Wednesday, December 1, 2021

Destitution

 


I pray for destitution this Advent season. Wow! That's a weird prayer. I blame it on My Utmost for His Highest by Oswald Chambers. May we be destitute.

This past Sunday morning I was led to this. I read Psalm 24. The whole earth is the Lord's and all that is in it. It begs the question, Who can go to His mountain? Those with clean hands and pure hearts. Well, who really is that?

The last few days, I was reading Matthew 27 about the trial and crucifixion of Jesus. Saturday, I read Psalm 22. The words of this Psalm specifically spell out what Jesus experienced, even though they were written many years before- a prophecy of King David's. I can't imagine what David envisioned or lived, to “see” these words. All this points to the Cross, the Great Exchange, the only action that makes a new heart. I had been thinking on the sacrifice.

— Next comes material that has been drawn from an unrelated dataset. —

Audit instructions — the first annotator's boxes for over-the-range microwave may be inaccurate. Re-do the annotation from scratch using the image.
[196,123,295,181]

That is how we go to the mountain of God, by way of the Cross. Our hands are pure because Christ took our sins. I sat to contemplate this after reading Psalm 24. I wrote to God that morning, “You are so great, yet You invite us not only into Your presence, but to be Your dwelling place, Your presence. - Wow! The greatness of You in me, a broken, clay vessel. I should fall, prostrate. I don't want to give up. Fill me more.”

I continued to pray for revival. I'm not praying for a hoopla experience, a flash in the pan. I want one that changes hearts. We may become new hearts, new creations. I finished for us older believers, crack the stone off our hearts.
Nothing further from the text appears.